The collaborative spirit is powerful throughout Little Darkness. Emboldened by a shared desire to evolve from the more traditional recording process they employed on their debut, London and Finn utilized their deep interest, and knowledge, of how records are made, stemming largely from Finn’s day job as an engineer at Flora Recording & Playback, where Martine (R.E.M., The Decemberists, Sufjan Stevens, case/lang/veirs) and the band recorded and produced the album.
“A big goal in making the record was let’s not have instruments that just sound like those instruments,” Finn explains. “Let’s try to push the studio as an instrument and get really unique sounds.”
Sonically, London and Finn found a muse in the loop-based records of hip-hop artists like Kanye West, Kendrick Lamar and even Fiona Apple. At the time he was writing songs for the record, London was living in an apartment, precipitating the need to record things quietly.
“That was a big part of the reason we used drum loops,” London says.
“I don’t think there’s a drop of vocal reverb on the whole record,” Finn adds. “All the vocals are blown up and in your face. It’s very aggressive sounding, more so than I think the previous record was. So much of it was trying to think less of us as a rock band, and to make a record that sounds like a rock band scratching all the itches.”
On the sprawling mid-record track “Going Down The Wrong Way,” London and Finn kick up the gain for a blown-out drum loop that propels the urgency of a tune documenting the demise of trust. It’s a huge, cascading song heightened by London’s gruff baritone and a dizzying wall of melodic accoutrement. Beefed up by strings, synths and stylophone, the relatively upbeat, though still bleary-eyed rocker “Tunnels and Trains” highlights London’s spontaneous prose, as well as his and Finn’s abilities to pick up the paces along with the pieces.

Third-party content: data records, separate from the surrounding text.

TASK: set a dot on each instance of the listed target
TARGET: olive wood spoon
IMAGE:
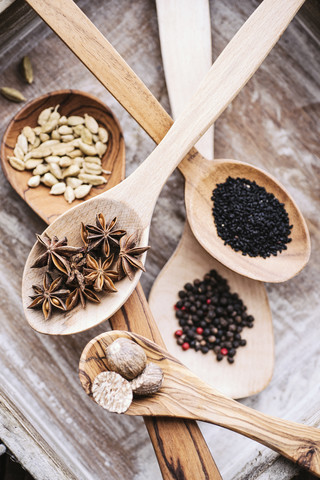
(174, 440)
(236, 65)
(132, 202)
(185, 39)
(184, 395)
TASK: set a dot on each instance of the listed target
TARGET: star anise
(48, 295)
(99, 274)
(102, 235)
(128, 262)
(55, 254)
(74, 272)
(84, 237)
(81, 294)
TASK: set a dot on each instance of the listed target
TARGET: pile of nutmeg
(128, 374)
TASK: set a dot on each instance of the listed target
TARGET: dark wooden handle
(297, 442)
(181, 450)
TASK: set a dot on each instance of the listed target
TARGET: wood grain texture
(186, 52)
(233, 68)
(175, 442)
(166, 435)
(184, 395)
(134, 211)
(71, 102)
(185, 38)
(253, 366)
(273, 124)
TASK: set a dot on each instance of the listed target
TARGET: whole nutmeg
(126, 358)
(149, 381)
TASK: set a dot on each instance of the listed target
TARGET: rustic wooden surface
(273, 124)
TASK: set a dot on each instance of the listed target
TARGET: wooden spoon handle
(186, 50)
(179, 445)
(297, 442)
(175, 441)
(230, 72)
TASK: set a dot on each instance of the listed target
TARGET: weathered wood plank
(273, 124)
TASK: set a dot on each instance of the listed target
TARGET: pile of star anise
(108, 255)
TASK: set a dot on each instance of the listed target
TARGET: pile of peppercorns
(211, 317)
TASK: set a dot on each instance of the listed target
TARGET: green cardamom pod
(12, 94)
(26, 69)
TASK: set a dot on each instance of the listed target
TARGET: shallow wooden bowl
(72, 102)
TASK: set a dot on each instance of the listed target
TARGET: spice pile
(108, 255)
(129, 375)
(211, 317)
(250, 219)
(63, 153)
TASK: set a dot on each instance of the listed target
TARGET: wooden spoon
(173, 439)
(253, 366)
(184, 395)
(185, 38)
(229, 74)
(133, 200)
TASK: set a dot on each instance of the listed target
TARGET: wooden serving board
(253, 367)
(273, 124)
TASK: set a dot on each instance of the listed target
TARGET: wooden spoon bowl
(198, 199)
(72, 102)
(184, 395)
(134, 199)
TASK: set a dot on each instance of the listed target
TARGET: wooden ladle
(185, 38)
(184, 395)
(231, 71)
(133, 200)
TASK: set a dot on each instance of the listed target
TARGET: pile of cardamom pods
(63, 153)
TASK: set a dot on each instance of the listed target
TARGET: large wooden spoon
(132, 202)
(174, 440)
(184, 395)
(185, 38)
(231, 71)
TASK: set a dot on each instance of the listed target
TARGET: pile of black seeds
(250, 219)
(211, 317)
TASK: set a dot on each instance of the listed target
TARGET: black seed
(250, 219)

There remains no doubt that Little Darkness was a labor of real love for The Domestics. The personal turmoil London and Finn were enduring around the time of its creation is decidedly in the rearview, even if the fruits of those darker times are now finally seeing the light of day. The surrealness of those long hours, and the year-plus since the completion of the record, is finally catching up to them, it seems.
“While we were recording, I was still living with my ex,” says London of those long days. “I couldn’t move out until after the record was done, so I would come back home to sleep on the couch. I wasn’t necessarily pumped to leave the studio.”
“Despite all that stuff,” Finn says, “it was so much more rewarding than the first record. I felt like every day when we were leaving, there was affirmation that we were doing the right thing.”